As you know, having laid your hands on this book on the coffee table or atop the desk or perhaps in the bedside drawer, right alongside the Scripture, our idea is to make these collectible volumes accessible to you right in your room, wherever you are lying down, talking on the phone, or watching the television, having kicked off the standard-issue paisley comforter, as it were, and eaten that chocolate mint on your pillow. Many more of these titles will become available in your favorite boutique hotels over the next twelve months. A few will be found exclusively in some of our finest five-star establishments. Consider these one-of-a-kind travel books our gift to you for spending your hard-earned income on hotel rooms and thereby providing, in an unprecedented show of consumer support, a livelihood for our hoteliers and their employees, many of whom are newly naturalized citizens of America and Canada, as well as a rich vein of revenue for states, provinces, and local municipalities. We thank you. Our belief is that your stay in our hotels is not an isolated, forgettable experience, a blip on the screen of twenty-first-century existence. Our belief is that your journey through the many dozens of hotels in which you have stayed is a second life of a sort, an additional life story, a place somewhere between your everyday, commonplace existence and a dream world where your every whim is catered to and your every appetite fulfilled.
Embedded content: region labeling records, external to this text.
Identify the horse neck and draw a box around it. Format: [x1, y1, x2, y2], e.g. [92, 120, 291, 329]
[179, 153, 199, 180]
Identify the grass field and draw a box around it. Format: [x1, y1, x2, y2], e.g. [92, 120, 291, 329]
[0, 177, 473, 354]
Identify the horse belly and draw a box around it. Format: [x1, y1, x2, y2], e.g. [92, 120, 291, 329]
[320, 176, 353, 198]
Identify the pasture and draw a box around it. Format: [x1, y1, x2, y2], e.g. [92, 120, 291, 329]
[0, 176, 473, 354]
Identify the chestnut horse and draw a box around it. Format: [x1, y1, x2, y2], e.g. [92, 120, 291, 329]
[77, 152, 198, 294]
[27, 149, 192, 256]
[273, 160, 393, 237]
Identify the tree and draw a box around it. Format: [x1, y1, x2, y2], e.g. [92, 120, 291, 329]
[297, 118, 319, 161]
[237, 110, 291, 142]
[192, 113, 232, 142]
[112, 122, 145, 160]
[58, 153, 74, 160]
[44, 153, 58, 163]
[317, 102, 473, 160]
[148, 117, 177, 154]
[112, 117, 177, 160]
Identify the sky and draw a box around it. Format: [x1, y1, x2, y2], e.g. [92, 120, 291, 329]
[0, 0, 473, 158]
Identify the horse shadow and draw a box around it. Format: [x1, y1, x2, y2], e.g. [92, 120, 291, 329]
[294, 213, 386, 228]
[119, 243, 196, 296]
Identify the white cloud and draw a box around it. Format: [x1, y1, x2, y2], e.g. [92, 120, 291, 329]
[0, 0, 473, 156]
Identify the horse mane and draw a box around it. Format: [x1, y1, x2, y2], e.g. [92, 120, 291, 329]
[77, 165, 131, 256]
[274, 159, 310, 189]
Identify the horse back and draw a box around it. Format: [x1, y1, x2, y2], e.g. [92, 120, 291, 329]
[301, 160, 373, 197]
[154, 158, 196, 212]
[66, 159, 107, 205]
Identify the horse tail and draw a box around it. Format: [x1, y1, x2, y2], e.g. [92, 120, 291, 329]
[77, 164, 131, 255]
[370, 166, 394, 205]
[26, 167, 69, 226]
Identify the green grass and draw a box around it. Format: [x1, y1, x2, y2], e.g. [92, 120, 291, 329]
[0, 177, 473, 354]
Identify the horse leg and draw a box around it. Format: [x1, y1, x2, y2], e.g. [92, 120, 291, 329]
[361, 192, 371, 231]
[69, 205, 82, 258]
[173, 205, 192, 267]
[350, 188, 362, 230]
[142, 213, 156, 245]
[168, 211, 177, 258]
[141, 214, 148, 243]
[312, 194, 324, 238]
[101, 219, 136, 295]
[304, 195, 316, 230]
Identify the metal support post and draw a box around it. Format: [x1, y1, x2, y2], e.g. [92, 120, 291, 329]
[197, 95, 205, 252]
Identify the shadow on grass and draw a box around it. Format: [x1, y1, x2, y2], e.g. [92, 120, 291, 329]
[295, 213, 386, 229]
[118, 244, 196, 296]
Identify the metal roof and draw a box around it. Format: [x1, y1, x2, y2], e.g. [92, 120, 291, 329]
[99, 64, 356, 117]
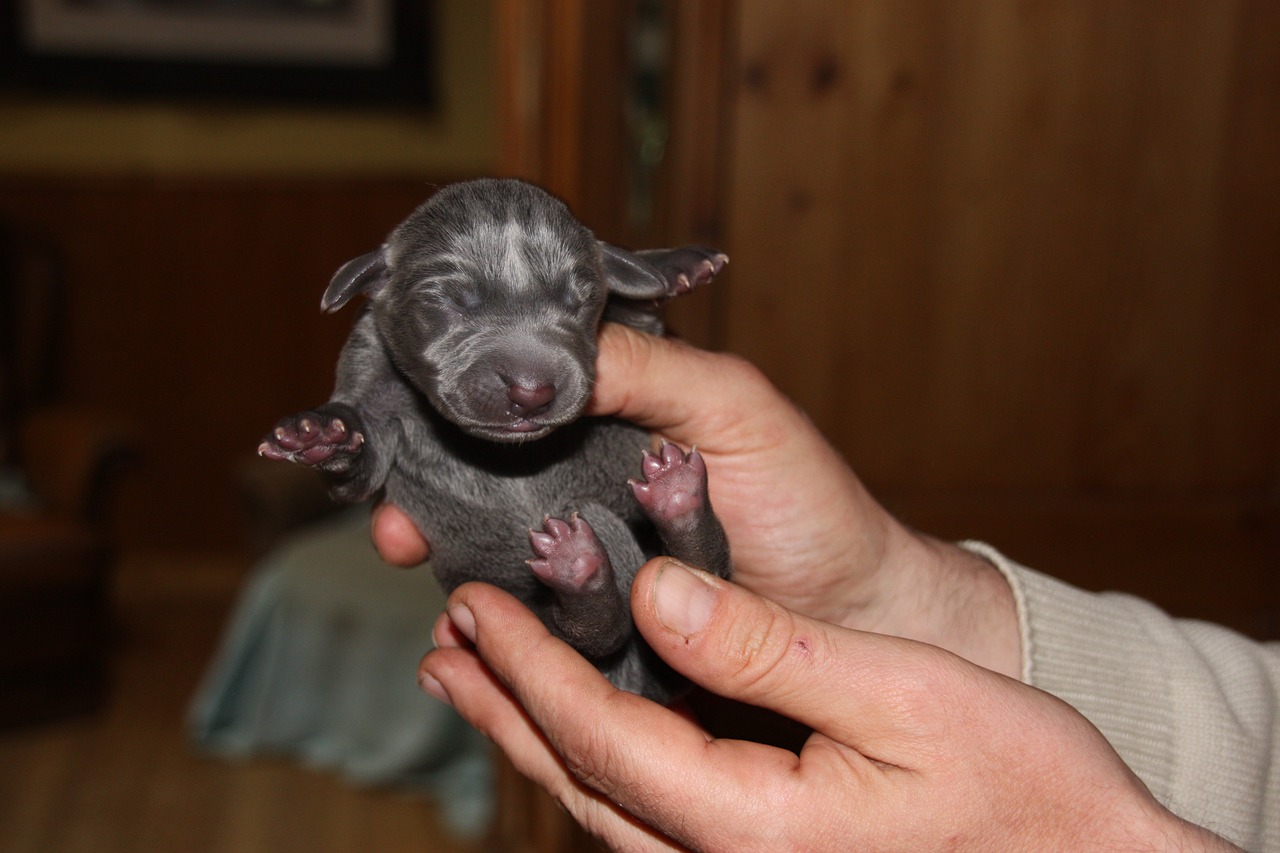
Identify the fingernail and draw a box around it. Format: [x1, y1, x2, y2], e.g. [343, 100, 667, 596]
[449, 605, 476, 643]
[653, 560, 719, 637]
[417, 670, 453, 706]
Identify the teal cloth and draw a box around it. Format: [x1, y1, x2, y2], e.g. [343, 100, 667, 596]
[188, 507, 493, 835]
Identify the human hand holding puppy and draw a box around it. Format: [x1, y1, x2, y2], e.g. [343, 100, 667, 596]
[374, 324, 1021, 678]
[374, 327, 1231, 850]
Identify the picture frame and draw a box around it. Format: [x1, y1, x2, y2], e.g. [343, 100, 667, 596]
[0, 0, 435, 109]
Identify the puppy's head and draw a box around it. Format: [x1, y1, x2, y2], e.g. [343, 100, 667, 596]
[324, 181, 608, 442]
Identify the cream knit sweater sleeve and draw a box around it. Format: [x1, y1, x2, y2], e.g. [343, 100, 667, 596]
[964, 542, 1280, 853]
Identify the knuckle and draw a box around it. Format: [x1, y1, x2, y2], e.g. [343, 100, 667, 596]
[718, 599, 812, 698]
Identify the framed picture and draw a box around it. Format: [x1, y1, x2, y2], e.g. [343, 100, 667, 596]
[0, 0, 435, 108]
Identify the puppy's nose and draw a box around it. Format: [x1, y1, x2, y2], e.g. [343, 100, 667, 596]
[507, 382, 556, 418]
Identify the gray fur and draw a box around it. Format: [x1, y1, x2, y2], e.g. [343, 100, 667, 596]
[260, 179, 730, 699]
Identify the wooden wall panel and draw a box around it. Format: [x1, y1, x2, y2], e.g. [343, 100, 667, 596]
[724, 0, 1280, 493]
[0, 179, 460, 548]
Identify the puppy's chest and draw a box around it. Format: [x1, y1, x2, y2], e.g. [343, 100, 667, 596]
[396, 419, 648, 525]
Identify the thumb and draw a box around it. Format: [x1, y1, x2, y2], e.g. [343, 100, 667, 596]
[586, 323, 773, 444]
[631, 558, 977, 767]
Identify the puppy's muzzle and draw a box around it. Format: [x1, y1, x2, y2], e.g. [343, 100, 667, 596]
[507, 382, 556, 419]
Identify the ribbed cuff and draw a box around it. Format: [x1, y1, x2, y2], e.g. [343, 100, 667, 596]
[960, 542, 1175, 798]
The Collected Writings of Reginald Edward Morse, which you have before you here, is one such account. It is a heartwarming, funny-bone-tickling volume about the peaks and troughs of itinerant life. It’s about rebirth and rehabilitation. (Or so my staff tells me; I haven’t had time to read the whole series yet! Which means I need a vacation!) It is also, they say, not strictly chronological but is being presented in the same manner in which it was composed, which is to say, most impulsively, as if it were a rack of picture postcards at a roadside attraction overturned by a truculent child and reorganized haphazardly according to the admonishments of some furious dad. Why did Mr. Morse choose to review in this way? Because this is how the nomadic life is organized? Haphazardly, according to the pressures of a grueling economy? Well, we all know how important the top online reviewers are to the future of the industry, and when one of these reviewers, a top-ten online hotel reviewer, strikes a chord, no matter the unorthodox fashion, with a fervent online audience, we can scarcely resist his charms! We hope that tonight, after you get the turn-down service, and after you order the curly fries from the extremely courteous room-service staff, you might read a little here of what hotel life has been like for one man and see in it a reason to book another room, maybe for that spring-break trip you’ve been planning, that second honeymoon, perhaps, or for Memorial Day. Or maybe just because. After all, everyone deserves a break.